NEW YORK — There’s not much to do in eastern Idaho in the winter. It’s freezing, windy and depressing. Why not create a musical?
Stay-inside weather — plus a healthy dose of heartache — helped spark the creation in 2009 of “Deep Love: A Ghostly Rock Opera.” Six years later it arrives in steamy on 42nd Street in New York City, a snowball’s throw from Broadway.
The show is the creation of Garrett Sherwood, Ryan J. Hayes and Jon Peter Lewis, three artistic guys with little musical theater experience who shaped and grew it into one of the highlights of the New York Musical Theatre Festival.

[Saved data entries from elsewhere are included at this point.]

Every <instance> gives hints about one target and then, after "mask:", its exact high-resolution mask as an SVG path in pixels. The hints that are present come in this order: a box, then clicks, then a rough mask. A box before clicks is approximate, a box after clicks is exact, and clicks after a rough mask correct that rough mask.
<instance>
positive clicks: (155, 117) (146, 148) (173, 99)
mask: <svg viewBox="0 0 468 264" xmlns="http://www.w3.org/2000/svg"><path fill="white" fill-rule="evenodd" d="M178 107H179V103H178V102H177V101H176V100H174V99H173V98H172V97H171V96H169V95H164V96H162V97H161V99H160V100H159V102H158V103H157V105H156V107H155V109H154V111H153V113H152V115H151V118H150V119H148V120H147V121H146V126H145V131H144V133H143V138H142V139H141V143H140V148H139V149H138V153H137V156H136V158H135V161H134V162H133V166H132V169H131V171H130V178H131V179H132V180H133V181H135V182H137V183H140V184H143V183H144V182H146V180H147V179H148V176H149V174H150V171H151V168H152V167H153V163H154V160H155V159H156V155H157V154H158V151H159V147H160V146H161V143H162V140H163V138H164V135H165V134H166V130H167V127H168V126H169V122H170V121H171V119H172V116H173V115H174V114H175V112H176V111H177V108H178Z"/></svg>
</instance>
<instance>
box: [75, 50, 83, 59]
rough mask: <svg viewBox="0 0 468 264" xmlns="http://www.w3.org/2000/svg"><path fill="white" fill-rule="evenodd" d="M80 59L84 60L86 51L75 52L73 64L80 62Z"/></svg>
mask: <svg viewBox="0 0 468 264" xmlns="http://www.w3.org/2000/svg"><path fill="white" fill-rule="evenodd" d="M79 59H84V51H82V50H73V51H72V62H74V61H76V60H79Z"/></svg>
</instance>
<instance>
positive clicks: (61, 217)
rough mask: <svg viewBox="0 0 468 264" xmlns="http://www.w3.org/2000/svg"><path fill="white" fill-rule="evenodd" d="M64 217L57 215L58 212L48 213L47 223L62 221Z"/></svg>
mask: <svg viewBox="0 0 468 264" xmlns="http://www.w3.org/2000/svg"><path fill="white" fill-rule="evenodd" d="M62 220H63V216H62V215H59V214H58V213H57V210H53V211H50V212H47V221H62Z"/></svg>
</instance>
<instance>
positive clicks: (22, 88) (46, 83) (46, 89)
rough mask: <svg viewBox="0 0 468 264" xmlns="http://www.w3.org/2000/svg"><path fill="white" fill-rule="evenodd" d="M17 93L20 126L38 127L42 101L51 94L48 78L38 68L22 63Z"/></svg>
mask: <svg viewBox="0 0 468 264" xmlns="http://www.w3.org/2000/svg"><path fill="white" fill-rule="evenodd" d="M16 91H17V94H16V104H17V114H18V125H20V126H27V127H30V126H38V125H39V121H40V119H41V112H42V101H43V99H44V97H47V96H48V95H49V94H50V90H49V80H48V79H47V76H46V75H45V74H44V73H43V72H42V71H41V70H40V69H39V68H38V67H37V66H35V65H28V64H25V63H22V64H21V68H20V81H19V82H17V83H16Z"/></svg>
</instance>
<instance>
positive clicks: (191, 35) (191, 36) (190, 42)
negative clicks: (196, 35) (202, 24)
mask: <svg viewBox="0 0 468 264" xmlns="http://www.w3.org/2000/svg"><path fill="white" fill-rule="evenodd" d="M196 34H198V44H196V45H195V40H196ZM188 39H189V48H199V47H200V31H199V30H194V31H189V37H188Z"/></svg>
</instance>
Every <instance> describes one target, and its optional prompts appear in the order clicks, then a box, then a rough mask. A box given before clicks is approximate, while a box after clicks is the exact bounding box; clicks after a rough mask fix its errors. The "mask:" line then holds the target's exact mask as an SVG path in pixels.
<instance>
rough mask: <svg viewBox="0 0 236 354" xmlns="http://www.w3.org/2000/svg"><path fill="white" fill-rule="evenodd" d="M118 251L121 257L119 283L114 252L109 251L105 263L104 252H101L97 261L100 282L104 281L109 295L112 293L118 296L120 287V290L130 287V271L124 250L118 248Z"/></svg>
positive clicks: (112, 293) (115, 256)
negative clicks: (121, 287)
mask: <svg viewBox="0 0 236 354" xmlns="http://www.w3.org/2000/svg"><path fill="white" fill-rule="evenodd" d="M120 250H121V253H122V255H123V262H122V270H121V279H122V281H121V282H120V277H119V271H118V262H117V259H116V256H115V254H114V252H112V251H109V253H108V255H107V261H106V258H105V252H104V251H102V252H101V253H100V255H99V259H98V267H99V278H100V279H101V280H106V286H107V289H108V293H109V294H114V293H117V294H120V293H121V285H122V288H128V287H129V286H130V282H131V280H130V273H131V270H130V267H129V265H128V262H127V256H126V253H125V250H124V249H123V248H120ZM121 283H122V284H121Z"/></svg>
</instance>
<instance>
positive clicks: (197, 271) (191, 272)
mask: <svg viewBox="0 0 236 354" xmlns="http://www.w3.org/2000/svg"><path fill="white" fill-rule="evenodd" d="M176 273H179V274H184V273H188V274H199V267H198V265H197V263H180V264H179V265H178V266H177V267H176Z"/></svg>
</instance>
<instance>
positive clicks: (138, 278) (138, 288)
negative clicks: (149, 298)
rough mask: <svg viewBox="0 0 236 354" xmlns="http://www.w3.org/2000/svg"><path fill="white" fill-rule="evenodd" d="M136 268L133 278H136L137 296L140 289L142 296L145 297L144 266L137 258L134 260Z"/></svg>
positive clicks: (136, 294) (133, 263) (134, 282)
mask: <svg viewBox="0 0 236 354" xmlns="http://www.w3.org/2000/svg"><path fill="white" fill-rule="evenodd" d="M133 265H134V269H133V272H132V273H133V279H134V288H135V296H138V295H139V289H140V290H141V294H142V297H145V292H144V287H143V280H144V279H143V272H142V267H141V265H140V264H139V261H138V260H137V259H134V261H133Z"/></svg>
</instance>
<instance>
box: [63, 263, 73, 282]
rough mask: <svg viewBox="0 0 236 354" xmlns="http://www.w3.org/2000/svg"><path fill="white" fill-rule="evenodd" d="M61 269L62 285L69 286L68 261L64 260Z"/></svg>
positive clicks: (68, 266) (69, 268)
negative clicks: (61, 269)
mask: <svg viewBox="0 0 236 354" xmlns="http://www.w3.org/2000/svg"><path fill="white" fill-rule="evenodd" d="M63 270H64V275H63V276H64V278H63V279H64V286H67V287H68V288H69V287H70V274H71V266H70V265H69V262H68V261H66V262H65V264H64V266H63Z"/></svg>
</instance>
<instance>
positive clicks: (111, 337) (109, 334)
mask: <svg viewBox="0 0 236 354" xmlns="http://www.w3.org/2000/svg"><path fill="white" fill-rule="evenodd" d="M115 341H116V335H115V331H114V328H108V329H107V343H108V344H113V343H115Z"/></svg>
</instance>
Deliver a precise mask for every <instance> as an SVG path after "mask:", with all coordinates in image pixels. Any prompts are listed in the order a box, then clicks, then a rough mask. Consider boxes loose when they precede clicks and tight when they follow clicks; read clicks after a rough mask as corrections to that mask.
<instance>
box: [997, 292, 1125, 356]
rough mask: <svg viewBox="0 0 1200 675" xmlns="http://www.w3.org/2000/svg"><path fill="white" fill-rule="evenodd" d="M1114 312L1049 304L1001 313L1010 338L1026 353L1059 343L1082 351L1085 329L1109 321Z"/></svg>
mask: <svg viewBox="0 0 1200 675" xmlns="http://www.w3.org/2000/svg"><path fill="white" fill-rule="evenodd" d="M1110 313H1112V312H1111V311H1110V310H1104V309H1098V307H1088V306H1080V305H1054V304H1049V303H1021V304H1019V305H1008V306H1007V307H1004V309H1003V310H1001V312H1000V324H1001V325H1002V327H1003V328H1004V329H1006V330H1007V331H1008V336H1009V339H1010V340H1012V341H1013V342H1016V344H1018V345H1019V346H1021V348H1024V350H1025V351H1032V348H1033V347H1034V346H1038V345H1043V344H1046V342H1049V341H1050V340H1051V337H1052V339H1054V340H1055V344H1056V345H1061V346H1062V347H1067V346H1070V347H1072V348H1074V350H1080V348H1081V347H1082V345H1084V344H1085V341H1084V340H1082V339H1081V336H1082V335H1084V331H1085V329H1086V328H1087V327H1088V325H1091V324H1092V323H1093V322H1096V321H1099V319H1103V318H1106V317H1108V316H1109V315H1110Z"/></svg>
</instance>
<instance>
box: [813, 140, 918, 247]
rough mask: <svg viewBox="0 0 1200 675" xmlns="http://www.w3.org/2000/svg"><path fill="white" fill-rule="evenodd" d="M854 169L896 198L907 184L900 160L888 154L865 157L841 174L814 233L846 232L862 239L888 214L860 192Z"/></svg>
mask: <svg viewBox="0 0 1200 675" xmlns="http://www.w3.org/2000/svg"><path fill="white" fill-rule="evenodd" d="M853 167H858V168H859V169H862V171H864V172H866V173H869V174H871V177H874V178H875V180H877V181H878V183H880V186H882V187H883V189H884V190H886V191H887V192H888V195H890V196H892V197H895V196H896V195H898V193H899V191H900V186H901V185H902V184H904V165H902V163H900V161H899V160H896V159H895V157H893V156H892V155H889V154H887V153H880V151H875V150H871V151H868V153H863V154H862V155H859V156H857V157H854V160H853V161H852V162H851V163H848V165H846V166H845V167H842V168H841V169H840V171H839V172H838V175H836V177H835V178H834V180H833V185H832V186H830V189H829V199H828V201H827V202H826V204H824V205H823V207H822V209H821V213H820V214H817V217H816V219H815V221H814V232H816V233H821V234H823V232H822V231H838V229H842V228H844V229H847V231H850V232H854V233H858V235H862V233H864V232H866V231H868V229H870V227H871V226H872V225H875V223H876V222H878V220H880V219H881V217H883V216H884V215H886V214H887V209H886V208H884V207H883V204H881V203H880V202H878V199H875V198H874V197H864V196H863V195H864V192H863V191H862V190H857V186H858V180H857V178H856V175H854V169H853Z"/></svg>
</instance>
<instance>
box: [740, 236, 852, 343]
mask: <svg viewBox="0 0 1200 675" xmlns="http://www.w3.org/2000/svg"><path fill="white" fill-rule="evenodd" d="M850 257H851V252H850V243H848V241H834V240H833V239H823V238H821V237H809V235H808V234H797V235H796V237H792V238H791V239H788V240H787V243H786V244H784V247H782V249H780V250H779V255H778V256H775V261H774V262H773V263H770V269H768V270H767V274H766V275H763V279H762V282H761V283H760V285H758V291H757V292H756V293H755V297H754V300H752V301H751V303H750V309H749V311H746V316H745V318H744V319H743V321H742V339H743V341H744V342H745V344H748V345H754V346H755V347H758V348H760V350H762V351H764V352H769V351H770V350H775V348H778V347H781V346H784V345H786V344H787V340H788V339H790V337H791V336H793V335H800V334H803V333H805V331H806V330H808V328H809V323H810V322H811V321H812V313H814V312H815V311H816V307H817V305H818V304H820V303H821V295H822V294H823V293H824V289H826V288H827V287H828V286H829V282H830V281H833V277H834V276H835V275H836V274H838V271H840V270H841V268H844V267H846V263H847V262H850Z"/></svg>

The show’s first real production was in Lewis’ living room in 2010 for a handful of friends. He used Christmas lights to mark off the stage and filled bowls with dry ice to make fog.
“I remember the dry ice was hissing and popping during the performance,” he said. “It’s been a kind of learn-as-you-go type of thing.”
The show will be among 52 live events at the festival, including 22 full musicals. It runs through July 27 at six venues in the city and all tickets are below $30.
Since launching in 2004, the festival has premiered more than 300 new musicals, some of which have gone on to a further life on or off Broadway, such as “Altar Boyz,” “title of show” and the Pulitzer Prize-winning “Next to Normal.”
The festival — known by its initials NYMF — provides shows with theater space, lights, sound equipment, front-of-house staffing and marketing — all key to emerging artists trying to mount resource-heavy musicals in one of the most expensive cities in the world.
The offerings this year are typically eclectic. There’s one about a pope, a second that deals with illegal immigration and one about the Tonya Harding-Nancy Kerrigan ice skating fiasco.
Dan Markey, executive director of NYMF, said the number of submissions has gone up every year and this year attracted some 245 hopefuls from composers as far away as Utah and Atlanta.
“The net is wider, the pipeline is expanding,” he said. “More and more people want to do it either at the beginning of their career or at the end of their career.”
The festival is the perfect place for the four-person cast of “Deep Love” to find some love, said Lewis, a finalist on “American Idol” who also got to the knockout round on “The Voice” with Hayes as the folk duo Midas Whale.
He hopes some of his TV fans will check out his new project: “I stayed long enough on both shows for people to kind of know me — to remain a Z-list celebrity,” he said, laughing.
The show, featuring some crispy rock and soulful folk, is about love and loss set in a 1880s graveyard. The audience is encouraged to attend in funeral attire. It stars Amy Whitcomb who was on “The Voice,” too.
Hayes and Sherwood, who both endured difficult breakups in the winter of 2009, wrote the songs. “Rather than going out and getting wasted, they wrote a rock opera about it,” said Lewis.
Lewis helped write the story, co-directs and stars in the show. He even worked as a lighting technician for four months just to learn all the names of the theater lights.
The creative team has spent years working on the show, helping it grow from that first living room performance to one in a sold-out 1,100-seat abandoned church, to a multi-city tour.
Five dancers have been added to help tell the story, while the band has been reduced from 30 to seven. Getting it shown in New York took a lot of work but now it can shine.
“We wanted to get on the radar of people who are in the business,” Lewis said. “We have something that’s working elsewhere but no one really knows about us outside our little region.”